Ik
verwachtte dat mijn bezoek met zelfgemaakte appeltaart zou arriveren en ik
wilde een duit in het zakje doen door daar een kaneellabneh bij te maken. Lekker,
dacht ik, puntje appeltaart met een bolletje romige kaneelyoghurt erbij. Maar
het bezoek was geïnfecteerd met het Ottolenghi-virus dat de laatste tijd nogal
hardnekkig om zich heen grijpt en bracht een cake mee, waar al ruimschoots
roomkaasglazuur op was uitgesmeerd. Daar zit je dan met je labnehballen. Zoals
u op de foto ziet heb ik er de volgende dag een armoedig, maar gezond
appeltje bij gesneden.
Labneh
is feitelijk niets anders dan onze hangop, behalve dat hangop van gewone yoghurt
of karnemelk (dat is eigenlijk de originele) wordt gemaakt, en voor labneh
start je al met dikke (en vette!) Griekse yoghurt (die op zichzelf weer niets
anders is dan ingedikte gewone yoghurt). Als je dat laat uitlekken krijg je een
stijve, verse kaas. De hartige variant wordt zelfs in balletjes gerold en op
olie bewaard. Dit is een zoete labneh met nog iets zuur van de yoghurt.

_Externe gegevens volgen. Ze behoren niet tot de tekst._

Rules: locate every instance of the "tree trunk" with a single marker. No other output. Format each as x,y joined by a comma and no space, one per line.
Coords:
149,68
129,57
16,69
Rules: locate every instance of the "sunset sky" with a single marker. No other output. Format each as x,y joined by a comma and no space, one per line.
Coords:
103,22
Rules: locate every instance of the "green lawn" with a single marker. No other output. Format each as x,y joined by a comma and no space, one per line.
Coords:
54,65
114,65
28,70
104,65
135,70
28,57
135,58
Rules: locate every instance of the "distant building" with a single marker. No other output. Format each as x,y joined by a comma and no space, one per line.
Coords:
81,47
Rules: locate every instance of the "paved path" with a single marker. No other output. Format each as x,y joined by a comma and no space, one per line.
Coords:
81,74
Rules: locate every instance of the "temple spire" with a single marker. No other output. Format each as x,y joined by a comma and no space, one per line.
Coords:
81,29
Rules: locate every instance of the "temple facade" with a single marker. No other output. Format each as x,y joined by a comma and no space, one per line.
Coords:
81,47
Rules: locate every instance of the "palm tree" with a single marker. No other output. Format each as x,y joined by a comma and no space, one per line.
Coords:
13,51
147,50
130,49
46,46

De labneh mag gaan uitlekken
Na 24 uur…
Kaneellabneh
recept
voor 600 ml labneh
1
liter Griekse yoghurt
2
tl kaneel
60
gr poedersuiker
Meng
de yoghurt met de kaneel en suiker. Meer suiker toevoegen voor een zoetere
labneh kan natuurlijk, maar je kunt het achteraf ook nog toevoegen. Gebruik geen
gewone kristalsuiker, want die lost niet goed op.
Bekleed
een vergiet met een kaasdoek of fijn geweven theedoek zonder wasluchtjes en
schep hier de yoghurt in. Vouw de doek dicht en zet de vergiet op een kom of
pan. Zet dit bouwsel 24 uur lang weg in de koelkast. Als het goed is, is het nu
ingedikt tot een stijf mengsel en zit iets minder dan de helft van het vocht in de kom.
Schep het bij een punt appeltaart, schijfjes
appel of serveer het met een goede zelfgemaakte appelcompote met boerenjongens…
Oordeel
van het smaakpanel: 3 maal ‘nee’. Zurige kaneel is een brug te ver.